DETR minister Lord Whitty hinted the government was about to do a U-turn on its refusal to allow a free mailshot for candidates in the London mayoral and assembly elections. He admitted the government was having talks with Conservative and Liberal Democrat peers, whose amendment to the Representation of the People Bill - which would ensure that election addresses would be distributed free with the poll card to the capital's five million electorate - is due to be debated in the lords today.
Responding to Liberal Democrat Lord Clement-Jones, the minister said the government intended the elections would be held on 4 May as planned. It would lay an amended election expenses order before today's debate.
He added: 'If we were trying to fix and fudge the Greater London election, we have not made a very good job of it! Our concern throughout has been that all candidates should have a level
'We are looking to ensure that candidates can get their message across without opening up the process to abuse and vast expenditure. We are in discussion with the other parties on the way in which that can be achieved. I believe that when we consider the Representation of the People Bill tomorrow, all parties will concur that we have found a way out of the difficulty'.
Conservative Lord Pilkington said the lack of a free mailshot would place enormous power in the hands of the party machines. He asked the minister whether he would like to encourage independents to stand for election as mayor, both in London and other cities.

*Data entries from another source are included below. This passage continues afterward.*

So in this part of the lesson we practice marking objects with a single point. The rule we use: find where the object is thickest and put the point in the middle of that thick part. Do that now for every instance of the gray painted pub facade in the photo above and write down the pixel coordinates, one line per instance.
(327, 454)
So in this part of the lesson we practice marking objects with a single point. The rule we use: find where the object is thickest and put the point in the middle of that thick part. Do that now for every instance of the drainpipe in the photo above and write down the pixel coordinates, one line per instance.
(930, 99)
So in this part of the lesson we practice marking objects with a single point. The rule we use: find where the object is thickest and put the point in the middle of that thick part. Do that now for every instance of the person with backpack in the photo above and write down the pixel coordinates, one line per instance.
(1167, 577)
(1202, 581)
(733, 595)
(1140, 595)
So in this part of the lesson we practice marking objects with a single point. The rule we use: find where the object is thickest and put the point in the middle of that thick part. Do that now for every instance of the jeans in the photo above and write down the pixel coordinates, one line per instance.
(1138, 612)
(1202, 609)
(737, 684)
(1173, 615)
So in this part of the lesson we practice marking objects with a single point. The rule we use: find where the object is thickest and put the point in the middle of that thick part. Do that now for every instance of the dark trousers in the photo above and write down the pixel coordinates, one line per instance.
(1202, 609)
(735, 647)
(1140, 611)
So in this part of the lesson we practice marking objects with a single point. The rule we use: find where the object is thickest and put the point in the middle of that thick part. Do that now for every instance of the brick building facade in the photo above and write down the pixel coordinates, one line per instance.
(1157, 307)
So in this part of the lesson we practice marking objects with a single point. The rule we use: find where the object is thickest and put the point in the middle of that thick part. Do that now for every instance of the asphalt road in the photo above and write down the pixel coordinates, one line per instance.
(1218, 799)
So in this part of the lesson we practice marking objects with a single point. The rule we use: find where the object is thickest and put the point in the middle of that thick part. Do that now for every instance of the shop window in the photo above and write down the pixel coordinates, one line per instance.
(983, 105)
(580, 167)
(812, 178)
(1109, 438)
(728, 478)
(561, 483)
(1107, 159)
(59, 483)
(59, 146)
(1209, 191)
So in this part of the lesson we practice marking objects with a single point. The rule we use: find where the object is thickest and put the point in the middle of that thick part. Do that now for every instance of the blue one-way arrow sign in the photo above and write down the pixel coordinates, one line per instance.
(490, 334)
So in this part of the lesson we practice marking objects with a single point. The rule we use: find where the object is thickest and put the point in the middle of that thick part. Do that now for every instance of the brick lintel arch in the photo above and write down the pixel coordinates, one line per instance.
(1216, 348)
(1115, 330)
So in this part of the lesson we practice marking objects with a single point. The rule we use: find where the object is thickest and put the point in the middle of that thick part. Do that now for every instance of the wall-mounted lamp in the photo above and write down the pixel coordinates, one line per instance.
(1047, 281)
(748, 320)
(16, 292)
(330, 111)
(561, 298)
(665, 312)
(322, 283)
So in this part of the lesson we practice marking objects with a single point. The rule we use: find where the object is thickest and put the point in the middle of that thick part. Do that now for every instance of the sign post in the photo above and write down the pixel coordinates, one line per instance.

Lord Whitty replied that if he was quoted as encouraging independents to stand, that might be misconstrued at the present time. 'We want anyone who has the requisite number of signatures and who is prepared to run a proper political campaign for the post of mayor to have access to all means of communication with the public. We believe that we shall find a way of doing that which does not lead to the kind of abuse about which I was worried', he added.